Constantine is aided by Chas (Shia LaBeouf), a misplaced teenage sidekick who exists so closely to the margins of the story that you suspect all his best scenes wound up on the cutting room floor, and Beeman (Max Baker), who lives the backroom of a bowling alley and gathers supernatural weapons for Constantine, which range from a flamethrower of “Dragon’s Breath” to a box with a screech beetle that apparently drives demons crazy. When Constantine gets really desperate for help, he goes to Papa Midnite (Djimon Hounsou), a former witch doctor who now dresses like a blaxploitation pimp and runs a red-lit supernatural club populated by the denizens of both heaven and hell.

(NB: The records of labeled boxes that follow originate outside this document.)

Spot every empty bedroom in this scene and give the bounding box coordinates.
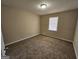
[1,0,78,59]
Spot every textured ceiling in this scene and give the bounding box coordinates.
[1,0,78,15]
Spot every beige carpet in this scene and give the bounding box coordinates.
[7,35,76,59]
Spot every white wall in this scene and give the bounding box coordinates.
[1,6,40,44]
[73,25,78,58]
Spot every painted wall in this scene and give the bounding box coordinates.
[40,9,77,42]
[73,24,78,59]
[1,6,40,44]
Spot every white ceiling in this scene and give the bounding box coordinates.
[1,0,78,15]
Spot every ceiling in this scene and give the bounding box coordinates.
[1,0,78,15]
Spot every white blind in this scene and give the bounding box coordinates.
[48,17,58,31]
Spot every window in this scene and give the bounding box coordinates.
[48,17,58,31]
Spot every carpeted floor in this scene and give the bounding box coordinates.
[7,35,76,59]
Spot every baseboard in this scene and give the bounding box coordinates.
[5,33,40,46]
[41,34,73,43]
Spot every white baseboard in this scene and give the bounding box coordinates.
[5,33,39,46]
[41,34,73,43]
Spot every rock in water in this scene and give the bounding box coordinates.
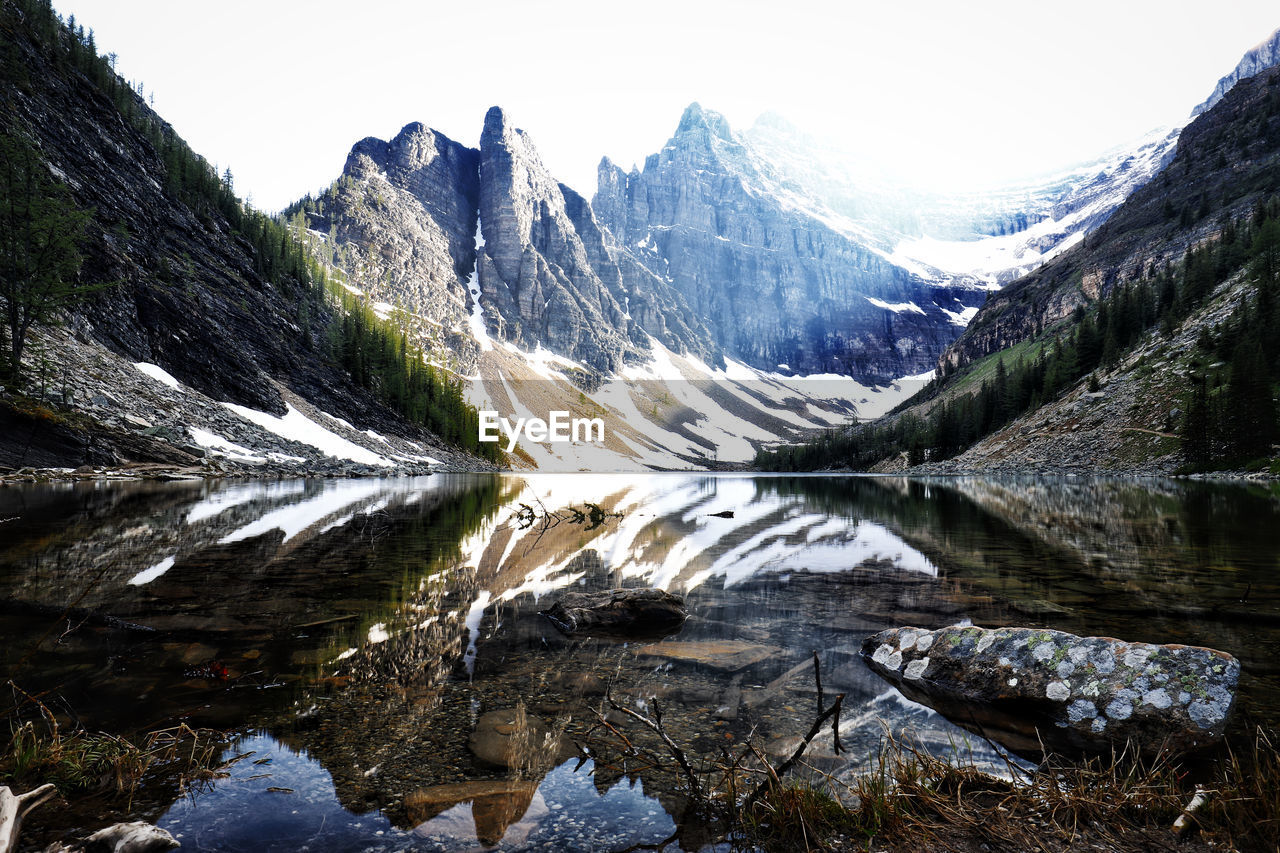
[863,626,1240,758]
[541,587,689,637]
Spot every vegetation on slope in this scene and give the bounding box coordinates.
[0,0,500,461]
[755,199,1280,471]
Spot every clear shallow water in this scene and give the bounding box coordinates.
[0,474,1280,850]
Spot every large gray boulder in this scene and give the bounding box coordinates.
[543,587,689,637]
[863,626,1240,757]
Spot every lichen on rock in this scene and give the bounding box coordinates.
[863,626,1240,756]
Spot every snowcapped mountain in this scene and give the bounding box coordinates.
[591,104,984,383]
[1192,29,1280,118]
[744,114,1178,289]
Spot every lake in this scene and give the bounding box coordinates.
[0,474,1280,850]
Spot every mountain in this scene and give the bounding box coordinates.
[295,108,716,375]
[0,0,486,474]
[760,61,1280,474]
[1192,29,1280,118]
[744,114,1178,289]
[591,104,984,383]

The story’s long-windedness and lack of excitement is made up somewhat by music-video-turned-feature director Francis Lawrence’s inky, moody visuals, which are something along the lines of film noir goes to hell. The film is exceedingly, almost entrancingly dark, and it’s punctuated with moments of bizarre and intriguing imagery, especially a wide shot of a doomed man walking down a road and cattle on either side dropping dead as he walks by. Things get really outré once Gabriel’s wings get burned off to ugly nubs and Stormare arrives on the scene as Satan to collect Constantine once and for all. But, by this point so late in the game, the film has lost most of its interest, and the audience will likely join it in receding into murky ambivalence.